Later that day, the organisation Paris Fierté, close to the dissolved Génération Identitaire, organised its yearly torchlight procession to celebrate the protector of Paris, Saint Geneviève. This march was clearly organised by former Génération Identitaire members but seemingly tolerated by the authorities despite the dissolution of the organisation in March 2021. The next day, on Sunday 16, the yearly “March for Life” demonstration took place in Paris too, gathering traditional conservative anti-abortion activists, but also the more radical far-right fringe such as the nationalist and antisemitic Yvan Benedetti (see picture 2) or the organisation Civitas.

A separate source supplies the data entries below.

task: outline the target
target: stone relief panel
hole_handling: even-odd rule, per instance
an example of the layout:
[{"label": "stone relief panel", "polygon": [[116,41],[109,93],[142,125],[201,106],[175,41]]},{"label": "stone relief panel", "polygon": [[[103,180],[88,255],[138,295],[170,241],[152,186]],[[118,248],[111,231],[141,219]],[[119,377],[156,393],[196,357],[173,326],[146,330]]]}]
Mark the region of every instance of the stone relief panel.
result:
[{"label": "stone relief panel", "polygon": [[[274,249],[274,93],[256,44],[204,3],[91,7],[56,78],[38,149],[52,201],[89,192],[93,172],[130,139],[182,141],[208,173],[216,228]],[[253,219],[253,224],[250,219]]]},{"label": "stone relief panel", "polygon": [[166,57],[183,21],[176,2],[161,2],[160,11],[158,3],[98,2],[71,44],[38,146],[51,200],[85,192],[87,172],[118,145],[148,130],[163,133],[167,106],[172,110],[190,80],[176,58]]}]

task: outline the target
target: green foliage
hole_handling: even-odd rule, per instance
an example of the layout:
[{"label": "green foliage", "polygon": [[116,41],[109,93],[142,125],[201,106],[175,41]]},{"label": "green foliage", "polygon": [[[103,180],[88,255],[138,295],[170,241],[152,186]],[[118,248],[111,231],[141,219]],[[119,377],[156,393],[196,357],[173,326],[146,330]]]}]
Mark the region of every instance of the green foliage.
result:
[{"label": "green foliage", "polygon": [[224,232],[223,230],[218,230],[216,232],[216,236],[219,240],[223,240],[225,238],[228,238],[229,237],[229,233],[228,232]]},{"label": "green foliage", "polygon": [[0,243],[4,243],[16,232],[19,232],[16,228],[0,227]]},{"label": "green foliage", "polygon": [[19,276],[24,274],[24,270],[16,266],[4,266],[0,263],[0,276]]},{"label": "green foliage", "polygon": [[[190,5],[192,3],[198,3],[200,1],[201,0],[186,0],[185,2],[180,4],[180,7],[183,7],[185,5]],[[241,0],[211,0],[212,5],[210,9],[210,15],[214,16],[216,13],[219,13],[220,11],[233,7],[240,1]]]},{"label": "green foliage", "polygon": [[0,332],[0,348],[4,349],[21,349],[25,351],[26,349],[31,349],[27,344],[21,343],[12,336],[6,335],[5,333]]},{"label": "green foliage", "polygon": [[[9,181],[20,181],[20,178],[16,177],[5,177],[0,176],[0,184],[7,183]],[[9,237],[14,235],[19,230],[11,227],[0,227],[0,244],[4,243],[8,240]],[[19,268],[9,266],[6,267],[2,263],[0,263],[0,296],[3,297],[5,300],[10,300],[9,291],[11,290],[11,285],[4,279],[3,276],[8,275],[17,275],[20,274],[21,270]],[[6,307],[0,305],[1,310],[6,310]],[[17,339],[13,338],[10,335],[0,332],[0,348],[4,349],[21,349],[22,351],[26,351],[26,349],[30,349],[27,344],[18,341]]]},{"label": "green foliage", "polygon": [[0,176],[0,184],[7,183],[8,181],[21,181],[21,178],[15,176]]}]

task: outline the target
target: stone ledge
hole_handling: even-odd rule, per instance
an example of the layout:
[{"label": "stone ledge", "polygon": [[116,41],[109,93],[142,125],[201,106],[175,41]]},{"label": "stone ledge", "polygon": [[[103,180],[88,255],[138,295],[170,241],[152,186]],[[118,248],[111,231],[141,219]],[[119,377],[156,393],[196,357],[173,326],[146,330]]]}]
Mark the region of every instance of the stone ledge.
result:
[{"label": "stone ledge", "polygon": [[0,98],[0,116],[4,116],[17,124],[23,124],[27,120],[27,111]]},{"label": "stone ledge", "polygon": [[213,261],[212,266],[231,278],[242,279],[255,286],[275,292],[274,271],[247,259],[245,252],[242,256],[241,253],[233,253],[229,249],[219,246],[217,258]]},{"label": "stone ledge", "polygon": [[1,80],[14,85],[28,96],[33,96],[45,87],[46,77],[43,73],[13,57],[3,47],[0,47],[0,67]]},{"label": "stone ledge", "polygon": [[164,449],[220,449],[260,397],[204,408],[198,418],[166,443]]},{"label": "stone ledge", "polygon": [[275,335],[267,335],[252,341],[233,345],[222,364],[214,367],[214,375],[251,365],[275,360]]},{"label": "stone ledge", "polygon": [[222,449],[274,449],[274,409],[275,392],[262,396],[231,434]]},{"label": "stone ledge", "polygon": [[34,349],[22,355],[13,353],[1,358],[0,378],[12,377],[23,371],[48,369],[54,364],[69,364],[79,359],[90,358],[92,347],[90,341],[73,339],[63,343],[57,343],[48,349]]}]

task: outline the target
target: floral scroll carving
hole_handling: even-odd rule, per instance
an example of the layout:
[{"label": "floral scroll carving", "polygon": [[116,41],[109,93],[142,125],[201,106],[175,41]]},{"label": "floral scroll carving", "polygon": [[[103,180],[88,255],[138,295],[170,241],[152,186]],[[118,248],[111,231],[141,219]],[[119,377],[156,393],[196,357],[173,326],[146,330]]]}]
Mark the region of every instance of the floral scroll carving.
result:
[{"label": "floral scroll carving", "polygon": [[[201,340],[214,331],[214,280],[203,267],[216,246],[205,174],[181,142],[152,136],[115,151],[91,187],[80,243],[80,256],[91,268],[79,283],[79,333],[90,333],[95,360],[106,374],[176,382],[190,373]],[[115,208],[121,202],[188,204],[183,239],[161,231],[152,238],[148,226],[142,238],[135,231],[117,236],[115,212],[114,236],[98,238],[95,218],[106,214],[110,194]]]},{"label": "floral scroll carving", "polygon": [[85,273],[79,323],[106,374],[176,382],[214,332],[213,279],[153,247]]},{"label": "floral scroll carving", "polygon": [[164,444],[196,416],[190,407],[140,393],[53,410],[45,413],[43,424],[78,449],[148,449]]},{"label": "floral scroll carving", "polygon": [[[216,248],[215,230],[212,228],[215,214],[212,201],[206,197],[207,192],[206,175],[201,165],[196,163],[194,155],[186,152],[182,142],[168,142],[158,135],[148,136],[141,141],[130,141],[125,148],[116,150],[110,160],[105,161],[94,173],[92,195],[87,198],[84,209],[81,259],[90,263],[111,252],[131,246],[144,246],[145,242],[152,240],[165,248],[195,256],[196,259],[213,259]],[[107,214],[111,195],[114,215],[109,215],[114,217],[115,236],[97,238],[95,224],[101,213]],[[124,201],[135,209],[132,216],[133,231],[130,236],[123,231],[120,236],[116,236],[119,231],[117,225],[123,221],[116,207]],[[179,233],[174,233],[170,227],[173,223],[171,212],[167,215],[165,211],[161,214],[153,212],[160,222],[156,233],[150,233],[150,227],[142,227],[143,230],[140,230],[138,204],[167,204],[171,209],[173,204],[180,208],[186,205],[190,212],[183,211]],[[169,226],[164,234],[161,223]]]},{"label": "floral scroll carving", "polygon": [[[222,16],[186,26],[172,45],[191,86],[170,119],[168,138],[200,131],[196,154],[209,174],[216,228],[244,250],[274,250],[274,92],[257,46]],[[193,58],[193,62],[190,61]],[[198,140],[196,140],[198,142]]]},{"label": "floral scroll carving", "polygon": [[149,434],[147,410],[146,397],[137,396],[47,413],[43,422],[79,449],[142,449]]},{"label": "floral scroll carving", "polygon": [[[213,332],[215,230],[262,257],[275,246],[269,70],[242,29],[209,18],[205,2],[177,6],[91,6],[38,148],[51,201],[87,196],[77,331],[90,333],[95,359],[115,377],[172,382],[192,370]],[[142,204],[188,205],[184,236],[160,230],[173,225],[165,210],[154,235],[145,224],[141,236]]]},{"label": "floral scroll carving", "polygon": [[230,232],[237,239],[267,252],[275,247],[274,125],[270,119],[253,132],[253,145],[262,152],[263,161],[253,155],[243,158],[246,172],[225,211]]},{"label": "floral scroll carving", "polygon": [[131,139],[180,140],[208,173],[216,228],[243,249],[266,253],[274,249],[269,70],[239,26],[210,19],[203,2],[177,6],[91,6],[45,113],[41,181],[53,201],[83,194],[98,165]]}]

Jordan Bardella, RN president during Marine Le Pen’s campaign, complimented the Portuguese André Ventura for rising to third place with its party Chega at the recent legislative elections. At this time, on January 29, Marine Le Pen attended a two-day summit in Madrid with her European counterparts to discuss further the terms of creating a broader far-right/populist alliance within the EU. This gathering, led by the party Vox, was a third of the kind, after being initiated in July 2021 and continued in Warsaw in early December. The goal is to reform the EU in order to reinforce national sovereignty and traditional conservative values.
The student union La Cocarde Étudiante, inaugurated an official alliance with two other European student unions: the Spanish Revolution, and the Italian FUAN-Azione Universitaria. The aim is to defend the European Universities and youth against a perceived left-wing cultural hegemony.